Gotta love those yachties with more money than sense, Mac told himself.
Quickly but thoroughly, he checked the hose clamps on the through-hull fittings to make sure none had vibrated loose at sea. Cooling water was required. Gushers of saltwater in the bilge weren’t.
The through-hull fitting that normally supplied cooling water to the generator had been left open to drain rainwater or ocean spray out of the yacht during the voyage. Mac closed the seacock so the yacht wouldn’t sink minutes after it touched the waters of Elliott Bay.
He checked the through-hull fittings for the septic and water-maker systems, then the fuel lines that fed the two six-cylinder diesel engines. He had been assured there was enough fuel aboard to make Rosario, sixty miles to the north, but he was suspicious by nature.
It had saved his life more than once.
A shipping crew in Singapore, where the yacht had begun its voyage, could make hundreds of dollars by shorting the fuel tanks. Mac didn’t want to come into the Rosario rigging yard at the end of a tow line.
The sight gauges for both fuel tanks showed less than an inch of fuel.
Ah, human nature. All for me and screw you.
The good news was that the diesel fuel in the feed lines from the tanks looked clear. The bad news was that he would be visiting the fuel dock on the Elliott Bay waterfront.
With quick, economical motions he checked both fuel filter housings for water.
All good. At least the greedy sucks put in clean fuel.
What there was of it.
He looked carefully around the engine room. Salt water was as corrosive as acid to metal parts and systems. Even with the best care and maintenance, time and use and the sea would mark the yacht. But right now, she was bright and clean, shining with promise.
Mac loved taking a new boat on its first real cruise. It was like meeting a really interesting woman. Challenging. That was where the reward came-getting the best out of himself and an unknown boat.
No one else at risk, no one else to die, no one else to survive alone and sweat through nightmares the same way.

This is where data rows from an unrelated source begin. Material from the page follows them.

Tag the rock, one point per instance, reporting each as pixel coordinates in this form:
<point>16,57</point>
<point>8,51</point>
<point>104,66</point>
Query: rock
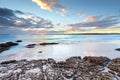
<point>19,41</point>
<point>40,52</point>
<point>6,46</point>
<point>77,78</point>
<point>68,73</point>
<point>118,49</point>
<point>73,62</point>
<point>115,65</point>
<point>49,69</point>
<point>30,45</point>
<point>103,61</point>
<point>8,62</point>
<point>44,44</point>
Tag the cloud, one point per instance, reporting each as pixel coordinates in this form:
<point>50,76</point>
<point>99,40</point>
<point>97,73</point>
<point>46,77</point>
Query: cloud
<point>96,22</point>
<point>15,21</point>
<point>15,18</point>
<point>50,5</point>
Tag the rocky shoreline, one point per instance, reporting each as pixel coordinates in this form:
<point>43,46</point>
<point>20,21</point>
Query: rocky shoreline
<point>73,68</point>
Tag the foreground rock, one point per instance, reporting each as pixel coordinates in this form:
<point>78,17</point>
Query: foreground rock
<point>74,68</point>
<point>6,46</point>
<point>48,43</point>
<point>118,49</point>
<point>115,65</point>
<point>19,41</point>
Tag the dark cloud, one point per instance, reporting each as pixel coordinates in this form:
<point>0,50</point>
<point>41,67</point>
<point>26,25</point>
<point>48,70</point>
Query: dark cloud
<point>16,18</point>
<point>98,22</point>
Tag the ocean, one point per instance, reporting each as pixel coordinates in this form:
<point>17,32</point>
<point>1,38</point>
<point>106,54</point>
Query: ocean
<point>69,45</point>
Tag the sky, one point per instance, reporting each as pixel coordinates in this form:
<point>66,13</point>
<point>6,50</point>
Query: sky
<point>59,16</point>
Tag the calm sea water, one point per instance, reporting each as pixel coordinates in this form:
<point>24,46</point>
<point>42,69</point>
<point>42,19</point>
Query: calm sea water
<point>59,38</point>
<point>70,45</point>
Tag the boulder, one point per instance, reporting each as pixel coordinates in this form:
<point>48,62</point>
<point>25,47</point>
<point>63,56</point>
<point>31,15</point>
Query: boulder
<point>103,61</point>
<point>30,45</point>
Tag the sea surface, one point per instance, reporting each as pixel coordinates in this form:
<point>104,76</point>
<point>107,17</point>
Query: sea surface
<point>69,45</point>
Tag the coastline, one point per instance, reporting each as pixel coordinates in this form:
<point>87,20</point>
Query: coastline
<point>73,68</point>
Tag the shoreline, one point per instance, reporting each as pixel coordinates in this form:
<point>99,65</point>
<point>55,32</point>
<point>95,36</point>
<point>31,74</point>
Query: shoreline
<point>73,68</point>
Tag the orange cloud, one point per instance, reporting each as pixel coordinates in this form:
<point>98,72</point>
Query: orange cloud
<point>50,5</point>
<point>43,4</point>
<point>90,19</point>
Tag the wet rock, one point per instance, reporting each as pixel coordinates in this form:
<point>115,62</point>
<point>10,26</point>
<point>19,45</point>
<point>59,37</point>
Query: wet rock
<point>8,62</point>
<point>30,45</point>
<point>73,62</point>
<point>77,78</point>
<point>103,61</point>
<point>118,49</point>
<point>44,44</point>
<point>115,65</point>
<point>104,76</point>
<point>40,52</point>
<point>68,73</point>
<point>6,46</point>
<point>49,69</point>
<point>19,41</point>
<point>52,74</point>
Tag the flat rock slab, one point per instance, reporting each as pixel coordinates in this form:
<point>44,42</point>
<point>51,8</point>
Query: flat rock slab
<point>74,68</point>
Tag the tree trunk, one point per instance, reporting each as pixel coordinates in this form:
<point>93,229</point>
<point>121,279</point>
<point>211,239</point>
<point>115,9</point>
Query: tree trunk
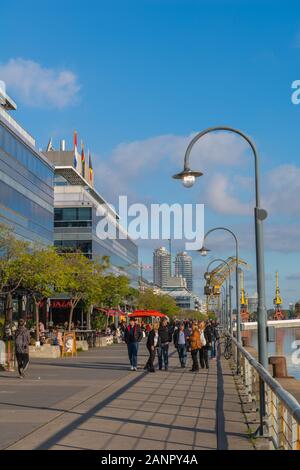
<point>88,316</point>
<point>8,308</point>
<point>71,316</point>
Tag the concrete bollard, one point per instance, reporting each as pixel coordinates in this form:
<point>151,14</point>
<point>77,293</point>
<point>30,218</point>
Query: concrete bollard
<point>279,366</point>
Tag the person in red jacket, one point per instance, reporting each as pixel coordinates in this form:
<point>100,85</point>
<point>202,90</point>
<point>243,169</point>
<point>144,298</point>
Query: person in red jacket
<point>133,336</point>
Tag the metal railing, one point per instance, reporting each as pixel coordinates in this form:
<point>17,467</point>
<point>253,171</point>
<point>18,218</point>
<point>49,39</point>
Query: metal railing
<point>282,418</point>
<point>17,127</point>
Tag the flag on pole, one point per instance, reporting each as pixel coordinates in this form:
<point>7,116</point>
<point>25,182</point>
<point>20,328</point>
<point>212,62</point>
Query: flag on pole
<point>91,168</point>
<point>82,158</point>
<point>75,150</point>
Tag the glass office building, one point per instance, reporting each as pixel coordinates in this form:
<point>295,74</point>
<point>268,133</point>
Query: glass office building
<point>77,215</point>
<point>26,182</point>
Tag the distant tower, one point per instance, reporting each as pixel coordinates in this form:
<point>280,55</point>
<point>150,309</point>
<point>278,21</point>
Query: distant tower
<point>184,268</point>
<point>161,266</point>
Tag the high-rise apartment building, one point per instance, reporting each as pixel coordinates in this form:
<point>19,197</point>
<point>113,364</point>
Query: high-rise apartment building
<point>161,266</point>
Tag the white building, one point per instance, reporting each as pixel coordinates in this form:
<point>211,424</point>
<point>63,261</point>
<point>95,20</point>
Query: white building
<point>161,266</point>
<point>184,268</point>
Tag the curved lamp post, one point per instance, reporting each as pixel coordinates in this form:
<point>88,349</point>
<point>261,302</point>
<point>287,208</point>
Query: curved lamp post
<point>228,293</point>
<point>188,178</point>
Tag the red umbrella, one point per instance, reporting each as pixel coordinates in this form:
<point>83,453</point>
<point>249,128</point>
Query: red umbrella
<point>110,312</point>
<point>147,313</point>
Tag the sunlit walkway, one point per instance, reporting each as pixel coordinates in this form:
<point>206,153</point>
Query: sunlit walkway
<point>94,402</point>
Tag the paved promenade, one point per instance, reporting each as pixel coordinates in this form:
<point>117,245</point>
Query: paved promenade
<point>94,402</point>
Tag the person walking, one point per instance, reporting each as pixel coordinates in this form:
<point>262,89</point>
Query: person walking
<point>206,340</point>
<point>180,343</point>
<point>133,336</point>
<point>163,349</point>
<point>195,345</point>
<point>153,343</point>
<point>22,341</point>
<point>215,339</point>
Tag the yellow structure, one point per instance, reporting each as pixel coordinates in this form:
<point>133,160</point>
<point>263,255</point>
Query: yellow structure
<point>216,278</point>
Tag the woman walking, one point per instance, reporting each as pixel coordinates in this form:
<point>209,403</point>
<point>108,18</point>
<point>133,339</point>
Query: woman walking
<point>206,337</point>
<point>153,342</point>
<point>180,342</point>
<point>22,347</point>
<point>195,344</point>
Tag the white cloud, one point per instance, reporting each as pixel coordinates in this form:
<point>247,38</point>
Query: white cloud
<point>37,86</point>
<point>220,199</point>
<point>282,189</point>
<point>130,162</point>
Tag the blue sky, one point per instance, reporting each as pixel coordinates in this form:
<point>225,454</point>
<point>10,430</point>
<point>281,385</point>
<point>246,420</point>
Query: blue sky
<point>138,78</point>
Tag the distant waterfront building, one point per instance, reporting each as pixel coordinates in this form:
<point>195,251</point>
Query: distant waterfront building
<point>175,282</point>
<point>26,180</point>
<point>184,268</point>
<point>161,266</point>
<point>78,208</point>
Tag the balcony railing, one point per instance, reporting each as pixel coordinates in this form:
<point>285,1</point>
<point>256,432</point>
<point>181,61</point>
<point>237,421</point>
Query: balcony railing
<point>282,418</point>
<point>17,127</point>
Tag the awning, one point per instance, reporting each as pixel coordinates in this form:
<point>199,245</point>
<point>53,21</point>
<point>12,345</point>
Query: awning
<point>111,312</point>
<point>147,313</point>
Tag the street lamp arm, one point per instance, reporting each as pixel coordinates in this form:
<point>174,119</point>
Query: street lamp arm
<point>220,260</point>
<point>234,131</point>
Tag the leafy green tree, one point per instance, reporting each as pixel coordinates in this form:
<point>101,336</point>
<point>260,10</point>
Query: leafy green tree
<point>83,279</point>
<point>162,302</point>
<point>12,252</point>
<point>114,290</point>
<point>43,275</point>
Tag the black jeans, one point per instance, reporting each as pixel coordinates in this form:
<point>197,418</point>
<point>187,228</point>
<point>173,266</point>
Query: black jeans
<point>149,365</point>
<point>22,360</point>
<point>194,354</point>
<point>163,355</point>
<point>203,353</point>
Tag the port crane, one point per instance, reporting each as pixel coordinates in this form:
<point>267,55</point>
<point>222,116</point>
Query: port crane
<point>244,300</point>
<point>216,278</point>
<point>278,315</point>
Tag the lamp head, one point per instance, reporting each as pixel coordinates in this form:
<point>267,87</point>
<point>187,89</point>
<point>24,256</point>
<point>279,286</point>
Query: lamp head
<point>188,177</point>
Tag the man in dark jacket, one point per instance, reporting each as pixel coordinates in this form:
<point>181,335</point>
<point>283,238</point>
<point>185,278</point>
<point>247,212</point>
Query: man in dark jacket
<point>153,343</point>
<point>204,350</point>
<point>22,341</point>
<point>133,336</point>
<point>165,337</point>
<point>180,343</point>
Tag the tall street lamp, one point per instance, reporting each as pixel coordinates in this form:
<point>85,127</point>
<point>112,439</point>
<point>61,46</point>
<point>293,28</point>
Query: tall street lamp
<point>188,178</point>
<point>228,291</point>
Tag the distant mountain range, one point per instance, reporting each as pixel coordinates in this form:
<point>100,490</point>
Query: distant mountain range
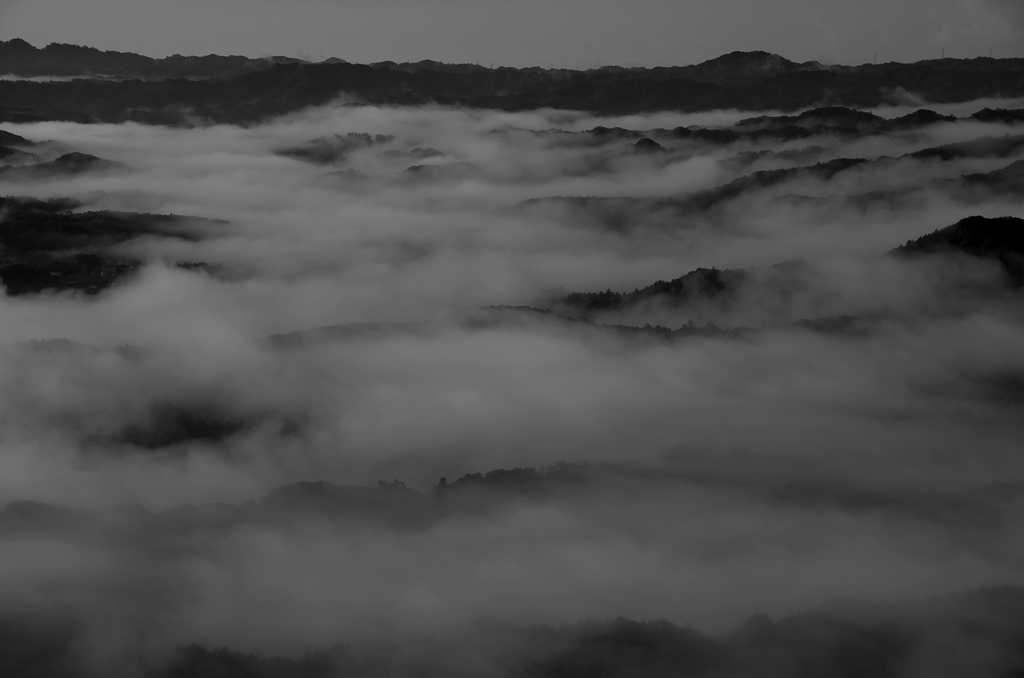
<point>117,86</point>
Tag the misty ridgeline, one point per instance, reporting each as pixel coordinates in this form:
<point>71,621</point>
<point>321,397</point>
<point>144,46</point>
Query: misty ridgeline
<point>329,369</point>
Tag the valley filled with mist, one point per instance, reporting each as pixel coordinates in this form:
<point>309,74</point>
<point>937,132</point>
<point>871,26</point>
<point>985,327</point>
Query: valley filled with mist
<point>381,381</point>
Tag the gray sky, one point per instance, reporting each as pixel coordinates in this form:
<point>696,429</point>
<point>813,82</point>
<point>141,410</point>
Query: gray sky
<point>566,33</point>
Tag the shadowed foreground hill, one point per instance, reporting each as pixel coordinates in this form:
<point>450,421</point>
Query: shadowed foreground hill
<point>979,634</point>
<point>1000,239</point>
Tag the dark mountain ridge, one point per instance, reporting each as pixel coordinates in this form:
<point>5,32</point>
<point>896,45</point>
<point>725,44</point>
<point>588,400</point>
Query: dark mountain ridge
<point>752,81</point>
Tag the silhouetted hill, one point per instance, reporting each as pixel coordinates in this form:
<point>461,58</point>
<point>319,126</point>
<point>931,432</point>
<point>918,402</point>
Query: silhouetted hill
<point>70,163</point>
<point>65,60</point>
<point>1000,239</point>
<point>46,246</point>
<point>247,91</point>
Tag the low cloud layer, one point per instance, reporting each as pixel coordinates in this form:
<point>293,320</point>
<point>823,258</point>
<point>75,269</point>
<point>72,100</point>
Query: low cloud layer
<point>766,469</point>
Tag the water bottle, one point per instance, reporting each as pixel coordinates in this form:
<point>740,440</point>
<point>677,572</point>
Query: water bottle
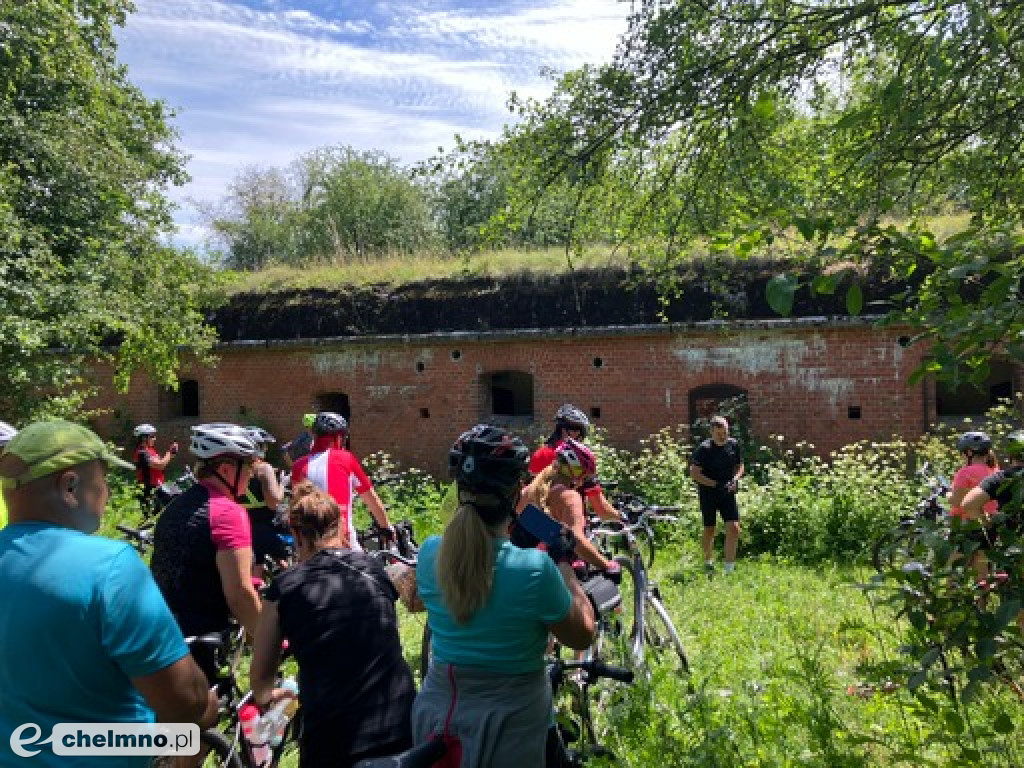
<point>276,718</point>
<point>254,731</point>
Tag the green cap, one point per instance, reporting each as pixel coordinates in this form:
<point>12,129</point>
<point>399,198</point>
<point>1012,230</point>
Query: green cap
<point>49,446</point>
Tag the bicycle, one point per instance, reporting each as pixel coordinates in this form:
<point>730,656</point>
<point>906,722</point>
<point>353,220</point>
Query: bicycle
<point>900,544</point>
<point>633,508</point>
<point>642,623</point>
<point>226,743</point>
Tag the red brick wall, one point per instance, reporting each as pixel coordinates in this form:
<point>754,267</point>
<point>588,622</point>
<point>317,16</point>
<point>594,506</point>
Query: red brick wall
<point>802,378</point>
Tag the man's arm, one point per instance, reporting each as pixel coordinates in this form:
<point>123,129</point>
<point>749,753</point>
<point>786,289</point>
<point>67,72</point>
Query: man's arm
<point>273,494</point>
<point>179,693</point>
<point>700,478</point>
<point>235,566</point>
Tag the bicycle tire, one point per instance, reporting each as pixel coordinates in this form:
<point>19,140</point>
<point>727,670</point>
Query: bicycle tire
<point>425,652</point>
<point>663,637</point>
<point>222,752</point>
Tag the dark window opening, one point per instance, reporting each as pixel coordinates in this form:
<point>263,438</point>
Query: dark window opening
<point>336,402</point>
<point>721,398</point>
<point>969,399</point>
<point>182,403</point>
<point>510,396</point>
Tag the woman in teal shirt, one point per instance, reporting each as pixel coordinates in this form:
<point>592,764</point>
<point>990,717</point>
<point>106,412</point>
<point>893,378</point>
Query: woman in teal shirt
<point>491,606</point>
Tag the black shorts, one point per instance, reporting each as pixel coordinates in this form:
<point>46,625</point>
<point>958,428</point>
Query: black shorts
<point>719,501</point>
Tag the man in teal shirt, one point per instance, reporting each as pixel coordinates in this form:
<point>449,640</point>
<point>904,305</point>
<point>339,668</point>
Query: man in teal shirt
<point>85,633</point>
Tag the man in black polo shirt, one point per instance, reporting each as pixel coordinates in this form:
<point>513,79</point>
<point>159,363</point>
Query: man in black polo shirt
<point>716,468</point>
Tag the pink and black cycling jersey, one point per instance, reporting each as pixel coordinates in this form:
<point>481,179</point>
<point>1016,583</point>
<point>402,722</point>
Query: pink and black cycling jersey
<point>189,532</point>
<point>339,473</point>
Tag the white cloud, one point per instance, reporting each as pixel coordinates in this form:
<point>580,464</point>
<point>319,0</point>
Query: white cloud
<point>262,86</point>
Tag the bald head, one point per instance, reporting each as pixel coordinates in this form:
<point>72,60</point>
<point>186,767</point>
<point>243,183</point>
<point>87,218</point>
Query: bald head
<point>74,497</point>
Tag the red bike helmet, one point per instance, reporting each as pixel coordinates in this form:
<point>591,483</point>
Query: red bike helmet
<point>578,458</point>
<point>979,442</point>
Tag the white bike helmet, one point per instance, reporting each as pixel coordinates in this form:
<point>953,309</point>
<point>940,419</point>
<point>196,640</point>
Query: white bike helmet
<point>212,440</point>
<point>6,433</point>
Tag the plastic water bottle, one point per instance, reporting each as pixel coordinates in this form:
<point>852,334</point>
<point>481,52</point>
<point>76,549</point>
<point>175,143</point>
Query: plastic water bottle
<point>254,731</point>
<point>278,717</point>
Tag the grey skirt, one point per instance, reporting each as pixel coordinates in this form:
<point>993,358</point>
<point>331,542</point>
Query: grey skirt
<point>502,720</point>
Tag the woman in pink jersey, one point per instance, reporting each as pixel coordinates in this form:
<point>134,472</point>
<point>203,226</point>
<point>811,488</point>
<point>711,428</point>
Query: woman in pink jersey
<point>979,463</point>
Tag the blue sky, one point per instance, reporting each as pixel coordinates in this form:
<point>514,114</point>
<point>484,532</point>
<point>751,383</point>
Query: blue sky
<point>259,82</point>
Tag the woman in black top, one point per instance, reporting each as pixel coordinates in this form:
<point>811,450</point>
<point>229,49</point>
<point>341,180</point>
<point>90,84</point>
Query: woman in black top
<point>337,610</point>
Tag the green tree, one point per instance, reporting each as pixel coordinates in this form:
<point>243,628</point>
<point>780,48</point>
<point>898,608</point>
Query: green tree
<point>330,205</point>
<point>85,160</point>
<point>738,125</point>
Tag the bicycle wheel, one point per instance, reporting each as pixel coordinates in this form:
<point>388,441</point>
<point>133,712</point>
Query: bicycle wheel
<point>222,752</point>
<point>663,638</point>
<point>425,652</point>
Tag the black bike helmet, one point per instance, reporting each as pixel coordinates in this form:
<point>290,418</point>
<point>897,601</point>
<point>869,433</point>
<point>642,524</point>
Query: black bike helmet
<point>328,422</point>
<point>1015,444</point>
<point>979,442</point>
<point>570,417</point>
<point>488,460</point>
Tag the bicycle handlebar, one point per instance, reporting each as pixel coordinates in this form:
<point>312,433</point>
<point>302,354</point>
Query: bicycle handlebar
<point>391,554</point>
<point>595,669</point>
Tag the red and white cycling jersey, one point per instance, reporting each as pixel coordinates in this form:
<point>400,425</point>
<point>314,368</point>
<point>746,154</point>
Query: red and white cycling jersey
<point>339,473</point>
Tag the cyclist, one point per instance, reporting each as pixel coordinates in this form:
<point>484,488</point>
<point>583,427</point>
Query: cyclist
<point>295,450</point>
<point>150,465</point>
<point>337,609</point>
<point>1005,486</point>
<point>261,499</point>
<point>716,467</point>
<point>979,462</point>
<point>86,636</point>
<point>334,469</point>
<point>556,492</point>
<point>202,544</point>
<point>6,433</point>
<point>571,423</point>
<point>491,606</point>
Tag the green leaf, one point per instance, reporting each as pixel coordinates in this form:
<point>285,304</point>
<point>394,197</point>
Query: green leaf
<point>1004,724</point>
<point>824,284</point>
<point>953,721</point>
<point>854,299</point>
<point>780,292</point>
<point>805,226</point>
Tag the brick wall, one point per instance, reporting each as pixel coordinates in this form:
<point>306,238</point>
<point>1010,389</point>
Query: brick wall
<point>411,395</point>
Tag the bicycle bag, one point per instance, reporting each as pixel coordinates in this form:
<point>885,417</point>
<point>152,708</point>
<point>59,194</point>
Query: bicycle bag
<point>603,593</point>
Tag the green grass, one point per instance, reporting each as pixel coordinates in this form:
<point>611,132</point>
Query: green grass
<point>395,270</point>
<point>402,268</point>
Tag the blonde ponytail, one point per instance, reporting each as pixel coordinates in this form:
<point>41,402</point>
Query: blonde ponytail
<point>466,563</point>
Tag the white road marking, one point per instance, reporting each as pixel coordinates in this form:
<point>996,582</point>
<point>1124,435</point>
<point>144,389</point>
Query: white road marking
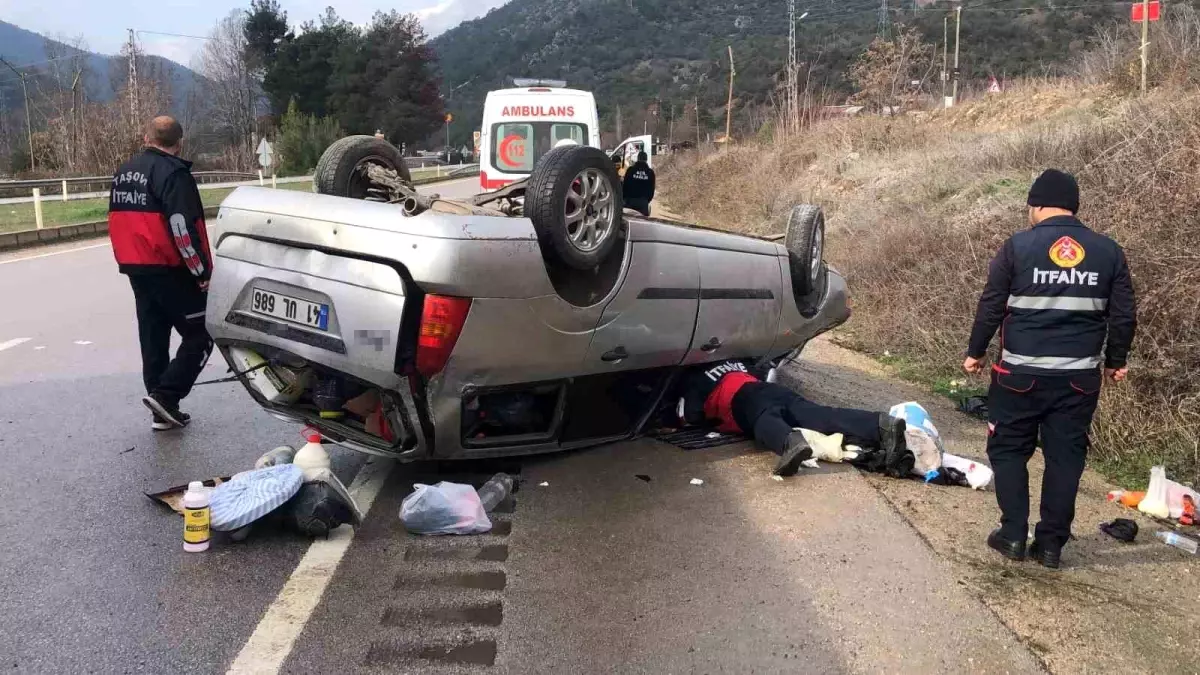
<point>55,254</point>
<point>271,641</point>
<point>13,342</point>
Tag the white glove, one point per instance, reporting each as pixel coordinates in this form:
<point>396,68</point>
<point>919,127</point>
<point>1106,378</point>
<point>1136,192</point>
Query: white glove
<point>826,448</point>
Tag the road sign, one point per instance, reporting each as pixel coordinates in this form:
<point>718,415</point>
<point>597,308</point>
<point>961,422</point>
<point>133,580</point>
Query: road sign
<point>265,154</point>
<point>1155,11</point>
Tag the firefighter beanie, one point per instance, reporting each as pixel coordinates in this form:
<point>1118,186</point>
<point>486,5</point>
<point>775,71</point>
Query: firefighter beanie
<point>1055,189</point>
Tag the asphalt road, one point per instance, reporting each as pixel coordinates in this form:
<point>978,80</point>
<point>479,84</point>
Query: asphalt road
<point>592,569</point>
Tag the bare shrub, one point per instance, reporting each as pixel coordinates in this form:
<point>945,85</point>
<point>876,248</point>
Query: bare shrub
<point>917,208</point>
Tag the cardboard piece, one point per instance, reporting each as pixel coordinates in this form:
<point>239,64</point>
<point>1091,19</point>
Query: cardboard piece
<point>173,497</point>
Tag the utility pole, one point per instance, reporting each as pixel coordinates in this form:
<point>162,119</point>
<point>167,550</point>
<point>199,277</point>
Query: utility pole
<point>791,61</point>
<point>958,29</point>
<point>729,105</point>
<point>133,79</point>
<point>946,46</point>
<point>1145,41</point>
<point>29,120</point>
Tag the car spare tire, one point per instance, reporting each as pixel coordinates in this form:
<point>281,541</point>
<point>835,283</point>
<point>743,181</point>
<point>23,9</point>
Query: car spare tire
<point>575,203</point>
<point>805,248</point>
<point>341,169</point>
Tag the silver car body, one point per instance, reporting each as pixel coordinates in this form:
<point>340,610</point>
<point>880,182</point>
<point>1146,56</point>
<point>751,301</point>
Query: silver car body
<point>681,292</point>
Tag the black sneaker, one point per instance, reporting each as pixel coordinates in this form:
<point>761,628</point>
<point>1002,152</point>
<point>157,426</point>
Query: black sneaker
<point>160,424</point>
<point>797,453</point>
<point>1012,550</point>
<point>166,412</point>
<point>1045,555</point>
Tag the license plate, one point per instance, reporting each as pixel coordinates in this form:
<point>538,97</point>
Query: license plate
<point>289,309</point>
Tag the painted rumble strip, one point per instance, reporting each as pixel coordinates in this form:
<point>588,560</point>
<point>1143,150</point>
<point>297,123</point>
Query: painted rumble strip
<point>271,643</point>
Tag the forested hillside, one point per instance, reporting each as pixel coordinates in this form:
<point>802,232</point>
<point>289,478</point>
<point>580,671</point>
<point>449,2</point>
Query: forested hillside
<point>634,53</point>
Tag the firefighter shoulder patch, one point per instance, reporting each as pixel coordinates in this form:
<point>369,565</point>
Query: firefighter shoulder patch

When Mac had finished his checklist, he climbed the inner steps back up out of the engine compartment into the salon. Plastic wrapped the upholstered furnishings and protected the narrow, varnished teak planks that were technically a deck but were too beautiful to be called anything but a floor. When he closed the hatch, it fit almost seamlessly into the floor in front of the sofa.
Opposite the sofa was another, bigger, L-shaped sofa. Nestled in the angle of the L was a teak dining table, also protected by plastic and cardboard. Polished black granite curved around the galley. It was tucked underneath wrappings. Everything was, except the wheel itself. Varnished teak gleamed with invitation.
Mac opened the teak panel that concealed two ranks of electrical circuit breakers and meters. He noted a scratch on the inside of the door. Cosmetic, not a problem. He checked each carefully labeled meter and breaker, going down the ranks, engaging breakers and energizing the circuits he expected to need.
The last two breakers he threw were marked Port and Starboard Engine start/stop. When he engaged them, two loud buzzers signaled that the diesels in the engine room were ready to go.
With a final check of the batteries, he went back through the salon, into the well, and up the narrow six-step stairway to the flying bridge. He checked the switch settings on bridge controls, then lifted his hand and twirled his fingers in a tight circle.
The overhead crane operator smoothly picked up five feet of cable, lifting the yacht up and out of its cradle. The fresh afternoon breeze off Puget Sound tried to turn Blackbird perpendicular to the container ship, but the operator had anticipated the wind and corrected for it. The overhead crane arm swung the yacht toward the huge ship’s outside rail.
For a second Mac felt like the boat was adrift, flying. This was the part of the job he didn’t like, when he had to trust his life to the crane operator’s skill.